Ele diz que, no entanto, sua senha e suas opções de curso haviam sido alteradas no dia seguinte. "Fui conferir e minha senha estava errada novamente. Troquei mais uma vez e na hora de ver minha classificação minhas opções estavam alteradas, eu estava inscrito na UFTM (como eu escolhi) e na UFG [Universidade Federal de Goiás] como cotista, o que eu não escolhi", afirma.
Segundo ele, a situação continuou se repetindo nos dias seguintes. "Sempre me colocando como cotista na UFG, opção em que eu não posso me matricular por ter feito escola particular", explica.
Thales descreve o ocorrido como uma "corrida" contra os ataques à sua conta, já que, segundo ele, as alterações seguiram sendo feitas até a noite de domingo, último dia de inscrições para o Sisu.
"Eu percebi que o último acesso no meu Sisu, conforme salvo no site, foi às 23h39, sendo que só eu tinha acesso à minha senha e não fiz login nesse horário", explica Thales. Ele afirma que pouco antes da meia-noite conseguiu realizar sua última inscrição, quando optou por medicina na UFJF (Universidade Federal de Juiz de Fora) e na UFMS (Universidade Federal de Mato Grosso do Sul), onde foi aprovado.
"Pura maldade"
A estudante Manoela Carvalho, 22, também relata ter sofrido alterações nos cursos em que havia escolhido para o Sisu. Ela conta que tinha optado por concorrer a uma vaga nos cursos de ciências biológicas e química, ambos na UFTM, e que suas escolhas estavam corretas até o dia 28 de janeiro.
"Como já tinha selecionado meus cursos, nem entrei [no sistema após o dia 29]". Quando o resultado da primeira chamada foi divulgado, no entanto, ela percebeu que seus cursos haviam sido alterados.
"Às 13h, quando fui ver meu resultado, minha senha dava incorreta", conta Manoela. "Quando entrei na página, meus cursos haviam sido trocados.
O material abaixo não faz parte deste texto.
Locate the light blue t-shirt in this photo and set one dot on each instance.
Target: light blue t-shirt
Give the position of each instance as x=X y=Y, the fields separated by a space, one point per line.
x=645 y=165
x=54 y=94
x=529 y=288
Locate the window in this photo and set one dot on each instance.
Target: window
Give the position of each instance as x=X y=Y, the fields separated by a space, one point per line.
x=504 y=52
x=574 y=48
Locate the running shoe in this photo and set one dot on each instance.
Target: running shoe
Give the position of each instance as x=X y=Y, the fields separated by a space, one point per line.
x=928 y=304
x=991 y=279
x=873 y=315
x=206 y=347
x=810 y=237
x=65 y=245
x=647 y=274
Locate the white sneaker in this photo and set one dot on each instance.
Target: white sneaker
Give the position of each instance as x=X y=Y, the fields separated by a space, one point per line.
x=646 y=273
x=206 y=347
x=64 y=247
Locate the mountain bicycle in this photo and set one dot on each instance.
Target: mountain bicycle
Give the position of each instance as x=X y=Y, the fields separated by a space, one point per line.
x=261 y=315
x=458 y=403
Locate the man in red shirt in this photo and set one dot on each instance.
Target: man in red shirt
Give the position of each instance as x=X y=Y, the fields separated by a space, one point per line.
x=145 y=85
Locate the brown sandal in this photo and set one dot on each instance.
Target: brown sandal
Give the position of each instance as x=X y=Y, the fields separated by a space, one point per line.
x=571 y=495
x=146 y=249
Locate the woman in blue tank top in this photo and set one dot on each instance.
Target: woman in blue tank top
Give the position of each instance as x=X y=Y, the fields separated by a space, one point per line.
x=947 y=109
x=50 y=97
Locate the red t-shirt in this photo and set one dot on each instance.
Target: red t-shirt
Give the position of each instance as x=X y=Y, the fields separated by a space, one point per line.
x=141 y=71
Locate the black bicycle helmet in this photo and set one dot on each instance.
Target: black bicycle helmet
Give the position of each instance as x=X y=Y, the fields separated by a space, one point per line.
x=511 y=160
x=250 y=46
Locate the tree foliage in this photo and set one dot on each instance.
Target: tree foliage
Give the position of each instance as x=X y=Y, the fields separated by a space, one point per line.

Um para educação física na UFMA [Universidade Federal do Maranhão] --e colocaram que eu sou portadora de deficiência [física]-- e outro para biomedicina no Pará, sendo que nem tem vagas para essa opção", explica.
Analisando sua conta, Manoela diz que percebeu que os últimos acessos não haviam sido feitos por ela. "Mudaram meus cursos às 23h58 e às 23h59 do dia 29, de um jeito que eu não poderia reverter a tempo. Foi obra de pura maldade", lamenta a jovem, que diz não ter prestado outros vestibulares por não ter condições de pagar por uma faculdade.
"Minha esperança é o Prouni agora, mas e o medo de alguém tentar me ferrar de novo? O site não dá nenhuma segurança, eles podem entrar de novo", ressalta Manoela.
Outro lado
Procurado pelo UOL, o MEC (Ministério da Educação) afirmou em nota que "não foi detectada nenhuma ocorrência de segurança no ambiente do MEC ou no do Inep que tenha provocado um acesso indevido a informações de estudantes cadastrados. Além disso, até o momento, também não houve reclamação por incidente de segurança".
Ainda segundo a pasta, "todas as ações realizadas no sistema são registradas em "log", de forma a possibilitar uma auditoria completa".